Avant d’assassiner sa femme, Fred est comme dépossédé de sa virilité, il se sent incapable de donner du plaisir à Renée, et suppose qu’elle lui est infidèle. Dans la construction mentale qu’il se crée, son alter ego Pete est doté de cette virilité dont il a l’impression qu’il est dénué. Lynch met ainsi a nu la construction de la masculinité dans l’inconscient collectif, généralement renvoyé par les images des films hollywoodiens. L’image d’un héros hétérosexuel viril auquel il faut aspirer, sous peine d’être considéré comme déviant.

Cette opposition entre deux mondes n’est cependant qu’apparente. Lorsqu’à la fin du film Fred sonne à sa propre porte pour annoncer « Dick Laurent is dead », le film semble boucler sur lui-même. On peut penser à l’image du ruban de Möbius, qui peut se penser comme une longue bande de papier tordue d’un demi-tour et dont on colle les extrémités.

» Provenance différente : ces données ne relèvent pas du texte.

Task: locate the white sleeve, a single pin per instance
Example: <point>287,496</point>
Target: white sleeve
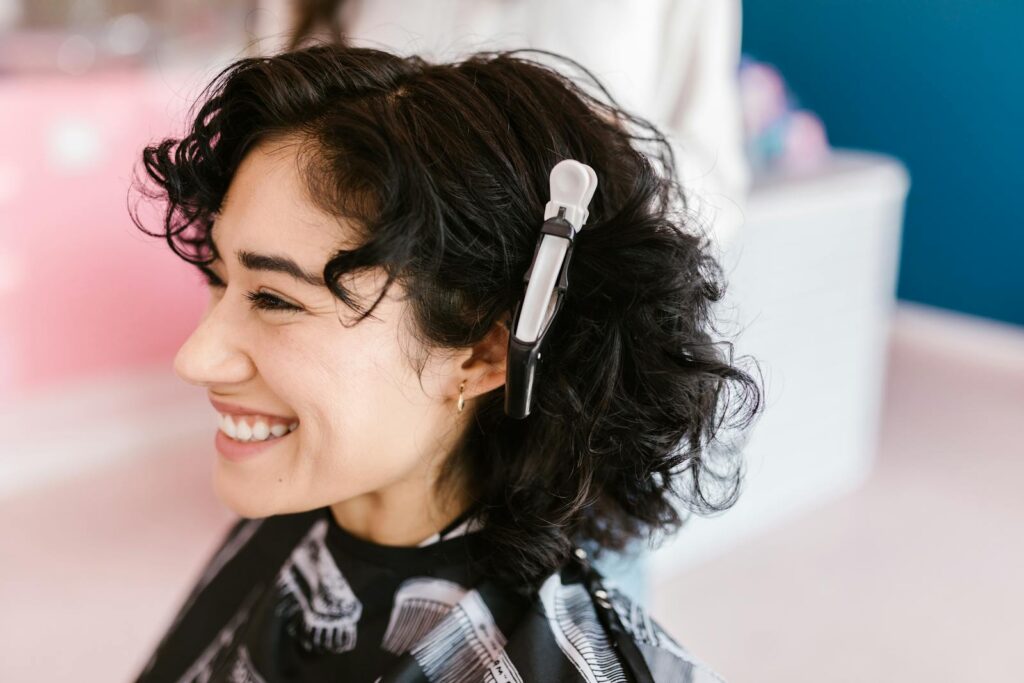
<point>699,103</point>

Sa particularité est d’être non orientable, elle n’a qu’une seule face ; en suivant la bande, on parcourt entièrement sa surface. Lost Highway n’oppose donc pas un monde qui serait réel et un autre imaginaire ou rêvé, mais les réunit comme deux facettes indissociables d’une même réalité. L’une n’est pas plus ou moins vraie que l’autre.

Une expérience sensorielle

La forme musicale de la fugue peut-être utilisée pour caractériser le déroulement du film. Un même motif est repris par différents instruments/personnages avec modifications, inversions, réponses, les multiples voix finissant par se chevaucher. La structure temporelle du film n’est absolument pas linéaire, le temps est compactifié par l’image de la boule, mais également ramifié, comme l’explique David Lynch :
« The film deals with time; it starts at one place and moves forward or backwards, or stands still, relatively speaking. But, time marches on and films compact time, or prolong time in different ways. There are sequences built with time in mind, as is the music. »
La temporalité est également bouleversée par la multiplication des références aux caméras. Les cassettes vidéo que reçoivent et regardent les Madison dans la première partie, l’homme mystère qui filme dans la scène de la cabane dans le désert, les films pornographiques regardés (et tournés) chez Andy.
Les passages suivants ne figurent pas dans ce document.